Chapter 17 Macros
A macro in dbt is a reusable piece of code. That’s it. A macro in dbt is what a function is to Python or JavaScript. The building block of a macro is the jinja template. Below is the structure of a dbt macro.
{% macro macro_name(arg1, arg2, ..., argN) %}
SQL logic here, using the parameters as needed.
{% endmacro %}
You begin a macro with the name macro
and end it with endmacro
. Macros are defined in SQL files and stored inside the already shipped macros
folder in dbt.
17.1 Invoking a macro
There are three ways to call a macro. They are:
Using expression blocks
Call blocks
Run operation command
17.1.1 Invoking a macro using expression blocks
If the macro does not have any parameters, it can be invoked as a solo object like so:
{{ macro_name() }}
But if it has parameters, we have to call it with it’s entire entourage.
{{ macro_name(arg1, arg2, argN) }}
17.1.2 Invoke a macro using call blocks
In this method, one can invoke a macro inside another macro. Here is the template.
{% call called_macro( arg1, arg2, . . argN) %}
Code to be accessed by the macro called_macro
{% endcall %}
The above code calls a macro called called_macro
and everything in between the { %call% }
and {% endcall %}
statements can be accessed using the caller()
method.
Here is an example of a macro.
{% macro select_all_columns_macro(table_name) %}
SELECT *
FROM {{ table_name }}
WHERE {{ caller() }}
{% endmacro %}
Now, call the macro using call blocks.
{% call select_all_columns_macro('EVENT_TABLE') %}
CREATE_DATE >= '2020-02-18'::DATE
{%- endcall %}
When it is called it would render:
SELECT *
FROM EVENT_TABLE
WHERE CREATE_DATE >= '2020-02-18'::DATE
17.1.3 Invoke a macro from the Command Line Interface (CLI)
To run a macro from the CLI or terminal, we use the dbt run-operation {macro} --args '{args}'{macro}:
command. The macro will run with the arguments provided. The below macro being run from the CLI selects all columns from a table called my_table
.
dbt run-operation select_all_columns --args '{table_name: my_table}'
The above are ways to invoke a macro but for simplicity purposes, we shall rely on the first method of invoking macros using expressions.
17.2 Simple macro
Having known that a macro acts like a function, let’s create a macro that calculates the age of a bike rider.

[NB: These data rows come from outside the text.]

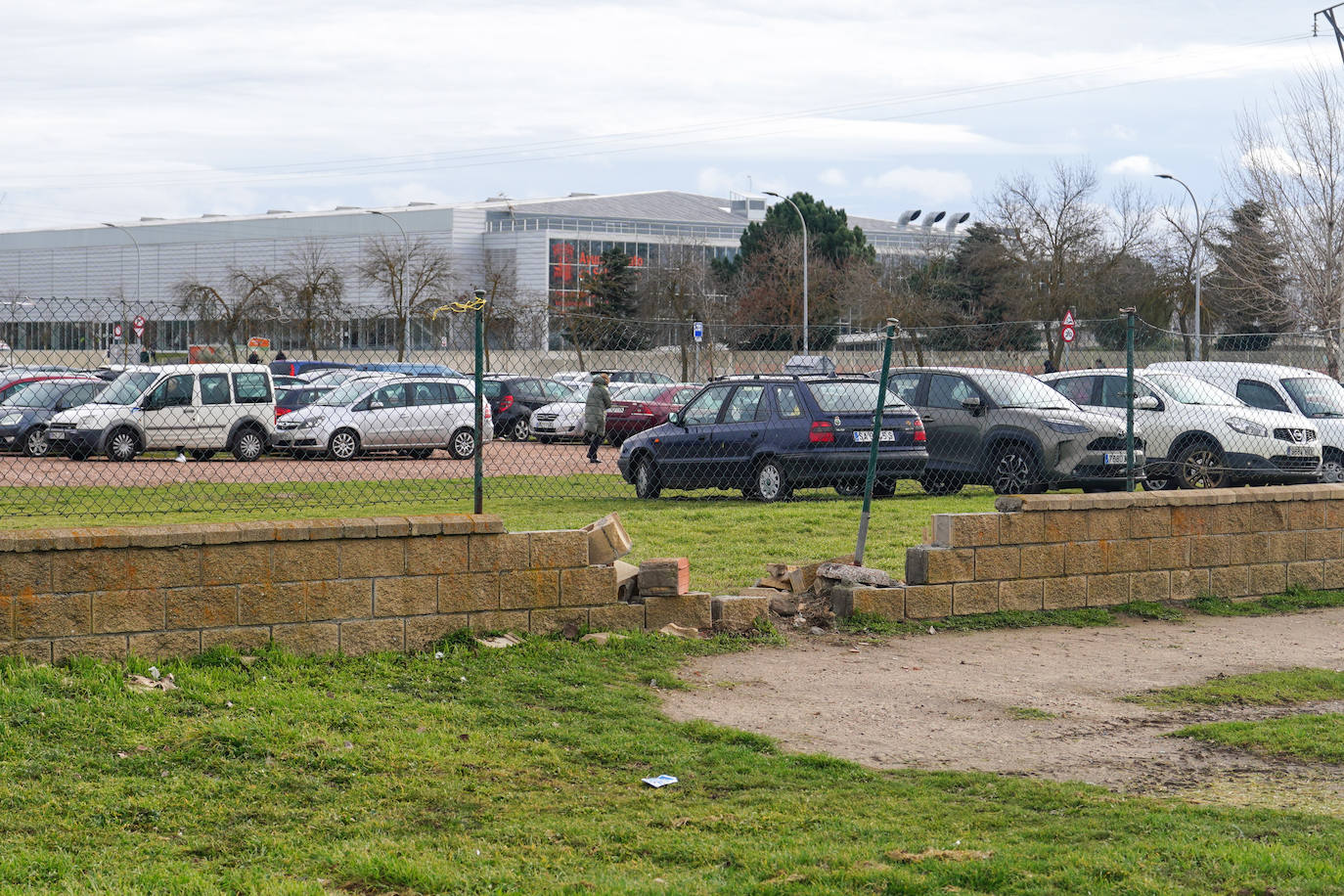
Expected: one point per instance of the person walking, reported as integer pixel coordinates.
(594, 414)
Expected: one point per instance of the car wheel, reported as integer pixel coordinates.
(343, 445)
(122, 445)
(1200, 467)
(248, 445)
(770, 482)
(35, 442)
(1015, 470)
(463, 445)
(647, 484)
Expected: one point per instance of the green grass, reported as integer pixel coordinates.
(519, 770)
(1254, 690)
(1304, 737)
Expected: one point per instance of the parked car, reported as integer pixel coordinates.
(412, 416)
(1197, 435)
(201, 409)
(563, 420)
(644, 406)
(1010, 431)
(24, 416)
(1276, 387)
(769, 435)
(514, 398)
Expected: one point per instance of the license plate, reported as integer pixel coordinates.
(866, 435)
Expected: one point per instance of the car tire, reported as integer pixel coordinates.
(35, 442)
(122, 445)
(1200, 467)
(248, 445)
(646, 475)
(343, 445)
(463, 443)
(1015, 470)
(770, 482)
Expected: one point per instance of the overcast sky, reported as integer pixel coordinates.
(117, 109)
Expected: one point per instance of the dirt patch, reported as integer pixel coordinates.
(972, 701)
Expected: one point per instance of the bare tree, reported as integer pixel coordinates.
(1292, 162)
(312, 291)
(245, 297)
(414, 277)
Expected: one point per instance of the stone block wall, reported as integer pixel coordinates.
(313, 586)
(1043, 553)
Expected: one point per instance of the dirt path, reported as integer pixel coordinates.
(946, 700)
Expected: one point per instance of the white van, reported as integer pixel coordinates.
(1282, 388)
(201, 409)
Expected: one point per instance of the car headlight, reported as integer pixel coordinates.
(1246, 427)
(1067, 427)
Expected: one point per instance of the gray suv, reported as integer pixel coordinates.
(1010, 431)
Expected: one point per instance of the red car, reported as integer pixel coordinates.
(646, 406)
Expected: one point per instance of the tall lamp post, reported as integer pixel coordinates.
(401, 284)
(804, 222)
(136, 244)
(1199, 237)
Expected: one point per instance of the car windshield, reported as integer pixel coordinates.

We already have the birth_year
column, so calculating one’s age should be as simple as subtracting their birth year from the current year.
As earlier mentioned, macros should go into the macros
folder. Create a calculate_age
SQL file and inside it paste the following contents.
{% macro calculate_age (year) %}
(EXTRACT( YEAR FROM CURRENT_DATE() ) - {{ year }})
{% endmacro %}
Remember, a macro is a function and thus what goes within the {% macro %}
and {% endmacro %}
expressions is the function itself! This explains why our calculate_age
macro is so succinct. The (EXTRACT( YEAR FROM CURRENT_DATE() ) - {{ year }})
is just SQL’s way of extracting the current year and subtracting an earlier year being referenced by the variable {{ year }}
. Of course the specified {{ year }}
column has to be numeric.
Alright. To see the calculate_age
macro in action, create a biker_age
SQL file inside the jinja
directory. Paste the following content.
SELECT *,
{{ calculate_age("birth_year")}} AS AGE
FROM
{{ ref('citi_trips_long') }}
In the sub-chapter of Invoking a Macro, we saw that a macro is invoked in the following format: {{ macro_name(arg1, arg2, argN) }}
. The macro name goes first, followed by the arguments in brackets. We have essentially done this in the biker_age
SQL file. The calculate_age()
macro has been provided the column to calculate on; the birth_year
column. We use the AS
keyword to create a new column with the alias AGE
. Thereafter, we run the open sesame command dbt compile --select macros
.
After compilation, dbt created a biker_age
SQL file containing the below code:
SELECT *,
(EXTRACT( YEAR FROM CURRENT_DATE() ) - birth_year)
AS AGE
FROM
`dbt-project-437116`.`nyc_bikes`.`citi_trips_long`
The above should definitely result in a table with the AGE
column at the far end.
17.3 Complex macro
The above was a simple macro that neatly drove the point home. How about a more complex macro, like one that works on an entire table, transforms it, has more than one argument and oh my… one in which you can specify the parameters? We want to write our functions on sand, not stone, so that we can change at will. That’s the kind of macro we need.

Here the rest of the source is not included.